Sectors ae mostly lower since Covid struck
U.K. output has fallen sharply over the past year; the table documents it's down significantly over 12 months as are all the sector measures. As a result of those declines, U.K. output is now lower than it was pre-pandemic in January 2020. All sectors except for consumer nondurables show net declines as well. Consumer nondurables output is still 5% above where it was in January 2020. Overall output shows a short of its January 2020 level by 1.3%; capital goods output is the farthest behind, at 6.4 percentage points below its output level in January 2020.

Industry weakness is broad-based
The bottom of the table shows trends for five key industries in the U.K. Only two of these industries fail to show sequential deterioration. One of the exceptions is textiles & leather where after falling by 5.9% year-over-year output trends fall at only a 2.6% pace over six months but then they collapse to fall at one of the stronger negative growth rates of -21.6% over three months. In the end, which makes it not much of an exception.

Not surprisingly utilities are an exception, but they still aren't very strong. Utilities output is up by 7.1% since before Covid struck. Sector output is up by 1.9% over 12 months. Growth in the sector is moderate to weak except for the 6.4% annual rate over six months. But after that, it's back to dead flat over three months. The monthly pattern for electricity, gas & water shows declines in August and July after a significant 2.7% increase in June.
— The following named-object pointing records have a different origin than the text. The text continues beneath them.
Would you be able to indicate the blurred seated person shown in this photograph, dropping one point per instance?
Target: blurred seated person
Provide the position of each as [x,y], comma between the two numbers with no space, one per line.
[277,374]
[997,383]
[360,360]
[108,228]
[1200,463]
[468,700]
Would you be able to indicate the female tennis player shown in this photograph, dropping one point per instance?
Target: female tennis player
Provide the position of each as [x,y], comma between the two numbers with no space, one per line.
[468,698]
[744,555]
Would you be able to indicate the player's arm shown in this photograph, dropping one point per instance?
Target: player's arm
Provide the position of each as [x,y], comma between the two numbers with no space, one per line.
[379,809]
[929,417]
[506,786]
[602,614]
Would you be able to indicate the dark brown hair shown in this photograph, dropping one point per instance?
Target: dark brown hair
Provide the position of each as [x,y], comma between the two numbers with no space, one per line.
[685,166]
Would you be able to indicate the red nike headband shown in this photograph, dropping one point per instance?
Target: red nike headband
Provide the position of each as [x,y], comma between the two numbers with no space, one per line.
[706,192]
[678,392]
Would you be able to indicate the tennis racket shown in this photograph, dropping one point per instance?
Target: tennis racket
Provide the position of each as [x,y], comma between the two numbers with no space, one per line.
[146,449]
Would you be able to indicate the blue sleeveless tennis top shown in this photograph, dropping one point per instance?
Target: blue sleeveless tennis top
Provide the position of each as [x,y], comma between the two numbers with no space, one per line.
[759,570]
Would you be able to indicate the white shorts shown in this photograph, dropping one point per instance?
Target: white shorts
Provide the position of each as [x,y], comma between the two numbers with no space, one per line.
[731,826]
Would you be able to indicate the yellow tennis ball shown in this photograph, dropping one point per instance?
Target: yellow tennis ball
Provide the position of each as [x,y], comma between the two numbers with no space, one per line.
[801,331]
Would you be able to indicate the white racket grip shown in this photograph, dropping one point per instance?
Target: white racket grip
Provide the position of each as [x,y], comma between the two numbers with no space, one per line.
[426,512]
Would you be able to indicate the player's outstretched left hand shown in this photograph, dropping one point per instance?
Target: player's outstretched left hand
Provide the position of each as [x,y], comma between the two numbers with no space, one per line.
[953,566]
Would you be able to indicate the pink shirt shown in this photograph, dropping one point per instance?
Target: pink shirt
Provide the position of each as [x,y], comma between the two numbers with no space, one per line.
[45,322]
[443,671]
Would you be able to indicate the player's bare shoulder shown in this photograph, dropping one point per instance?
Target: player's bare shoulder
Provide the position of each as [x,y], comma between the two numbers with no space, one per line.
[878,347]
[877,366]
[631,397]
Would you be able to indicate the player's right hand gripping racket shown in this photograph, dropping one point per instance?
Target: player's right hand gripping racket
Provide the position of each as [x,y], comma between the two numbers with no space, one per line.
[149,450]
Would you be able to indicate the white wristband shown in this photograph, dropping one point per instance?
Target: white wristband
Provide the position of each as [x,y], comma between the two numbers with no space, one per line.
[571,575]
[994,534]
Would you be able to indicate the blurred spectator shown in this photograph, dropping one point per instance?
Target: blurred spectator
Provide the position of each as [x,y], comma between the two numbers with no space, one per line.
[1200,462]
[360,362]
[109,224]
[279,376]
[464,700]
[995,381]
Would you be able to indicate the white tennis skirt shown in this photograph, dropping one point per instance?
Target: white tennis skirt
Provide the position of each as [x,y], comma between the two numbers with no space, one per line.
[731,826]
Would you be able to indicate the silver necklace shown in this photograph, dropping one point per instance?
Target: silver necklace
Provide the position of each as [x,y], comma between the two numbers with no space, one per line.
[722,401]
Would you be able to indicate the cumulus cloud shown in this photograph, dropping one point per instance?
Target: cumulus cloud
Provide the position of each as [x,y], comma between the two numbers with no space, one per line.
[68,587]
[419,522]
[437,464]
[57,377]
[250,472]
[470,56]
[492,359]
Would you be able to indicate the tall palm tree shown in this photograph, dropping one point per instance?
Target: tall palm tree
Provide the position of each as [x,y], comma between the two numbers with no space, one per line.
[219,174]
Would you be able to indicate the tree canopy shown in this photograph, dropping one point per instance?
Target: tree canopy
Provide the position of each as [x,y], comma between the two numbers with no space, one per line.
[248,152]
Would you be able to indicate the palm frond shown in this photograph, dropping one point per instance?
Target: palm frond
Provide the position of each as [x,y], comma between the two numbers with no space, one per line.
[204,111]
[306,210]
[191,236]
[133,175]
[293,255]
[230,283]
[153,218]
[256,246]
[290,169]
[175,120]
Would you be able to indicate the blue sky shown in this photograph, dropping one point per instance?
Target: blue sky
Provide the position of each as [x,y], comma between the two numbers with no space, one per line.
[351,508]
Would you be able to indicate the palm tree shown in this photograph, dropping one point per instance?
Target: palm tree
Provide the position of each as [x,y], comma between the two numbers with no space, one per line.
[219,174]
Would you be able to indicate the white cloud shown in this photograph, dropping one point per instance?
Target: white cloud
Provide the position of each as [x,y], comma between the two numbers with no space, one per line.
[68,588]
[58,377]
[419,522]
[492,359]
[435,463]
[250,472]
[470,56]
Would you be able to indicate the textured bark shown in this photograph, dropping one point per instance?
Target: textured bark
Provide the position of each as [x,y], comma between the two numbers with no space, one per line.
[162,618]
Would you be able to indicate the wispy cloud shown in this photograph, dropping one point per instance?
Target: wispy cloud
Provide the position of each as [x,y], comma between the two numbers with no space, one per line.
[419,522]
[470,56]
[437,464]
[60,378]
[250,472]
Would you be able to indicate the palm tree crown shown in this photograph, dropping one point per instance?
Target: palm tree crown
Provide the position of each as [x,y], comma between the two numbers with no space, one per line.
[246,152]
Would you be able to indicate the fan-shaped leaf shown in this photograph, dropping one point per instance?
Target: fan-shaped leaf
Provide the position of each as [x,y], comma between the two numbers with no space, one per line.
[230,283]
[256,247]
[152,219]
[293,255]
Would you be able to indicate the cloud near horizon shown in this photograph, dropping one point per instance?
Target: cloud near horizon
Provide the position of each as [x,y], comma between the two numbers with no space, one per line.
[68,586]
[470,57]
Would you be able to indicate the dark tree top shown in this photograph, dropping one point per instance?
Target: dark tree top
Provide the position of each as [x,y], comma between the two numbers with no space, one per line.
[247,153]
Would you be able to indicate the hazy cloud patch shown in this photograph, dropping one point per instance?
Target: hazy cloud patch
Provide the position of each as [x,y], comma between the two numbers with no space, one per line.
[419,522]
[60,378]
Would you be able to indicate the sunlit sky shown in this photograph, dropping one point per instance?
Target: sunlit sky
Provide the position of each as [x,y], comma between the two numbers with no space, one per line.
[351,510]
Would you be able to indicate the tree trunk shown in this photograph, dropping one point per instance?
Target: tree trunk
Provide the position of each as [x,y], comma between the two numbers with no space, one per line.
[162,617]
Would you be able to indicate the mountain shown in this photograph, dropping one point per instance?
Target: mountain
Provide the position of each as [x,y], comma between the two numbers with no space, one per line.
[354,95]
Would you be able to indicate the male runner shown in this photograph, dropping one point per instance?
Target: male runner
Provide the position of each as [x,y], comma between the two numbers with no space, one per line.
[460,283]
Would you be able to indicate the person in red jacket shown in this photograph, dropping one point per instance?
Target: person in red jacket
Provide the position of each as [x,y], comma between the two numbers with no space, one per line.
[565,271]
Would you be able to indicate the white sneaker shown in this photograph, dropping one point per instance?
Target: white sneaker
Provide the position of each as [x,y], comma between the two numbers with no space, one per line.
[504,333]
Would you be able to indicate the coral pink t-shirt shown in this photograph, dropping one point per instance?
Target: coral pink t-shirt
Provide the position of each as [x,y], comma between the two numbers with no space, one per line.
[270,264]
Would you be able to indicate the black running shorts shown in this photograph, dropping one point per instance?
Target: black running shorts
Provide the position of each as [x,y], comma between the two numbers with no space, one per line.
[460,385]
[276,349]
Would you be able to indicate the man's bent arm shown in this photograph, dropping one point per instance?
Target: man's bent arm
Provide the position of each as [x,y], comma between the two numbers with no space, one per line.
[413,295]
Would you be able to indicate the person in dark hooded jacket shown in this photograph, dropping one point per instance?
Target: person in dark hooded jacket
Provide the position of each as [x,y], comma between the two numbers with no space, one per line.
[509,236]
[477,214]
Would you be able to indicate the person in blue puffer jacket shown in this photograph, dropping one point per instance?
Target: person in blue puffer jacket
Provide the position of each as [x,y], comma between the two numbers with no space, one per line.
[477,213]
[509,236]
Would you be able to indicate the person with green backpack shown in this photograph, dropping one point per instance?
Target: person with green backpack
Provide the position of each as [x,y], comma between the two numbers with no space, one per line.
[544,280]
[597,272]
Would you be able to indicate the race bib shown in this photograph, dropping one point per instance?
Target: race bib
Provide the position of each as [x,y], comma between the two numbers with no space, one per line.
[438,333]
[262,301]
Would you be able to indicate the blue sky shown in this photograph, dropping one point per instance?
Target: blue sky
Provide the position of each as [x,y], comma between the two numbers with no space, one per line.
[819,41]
Food, beverages & tobacco are up by 10.3% on that same timeline to before the point that Covid struck. But textiles & leather output is 13.1% lower, mining & quarrying is 14.4% lower and motor vehicle & trailer production is lower by 35.2%. The bottom line is since Covid only food and utilities output have expanded.

Summing up
The U.K. economy is clearly under pressure and underwater. Output is declining and the declines are accelerating. There is a new government whose new policies have not been embraced that creates a political problem on top of the U.K. economic problems. On top of all that, of course, the U.K. is part of Europe and caught up in proximity to this Ukraine-Russia war situation. More importantly the Bank of England is fighting what is a clear inflation problem. In this environment, the bank has a difficult choice because inflation is still high, but the economy isn't just weakening, it's declining. That makes this a delicate time to be making monetary policy decisions in the U.K. since inflation is still cooking.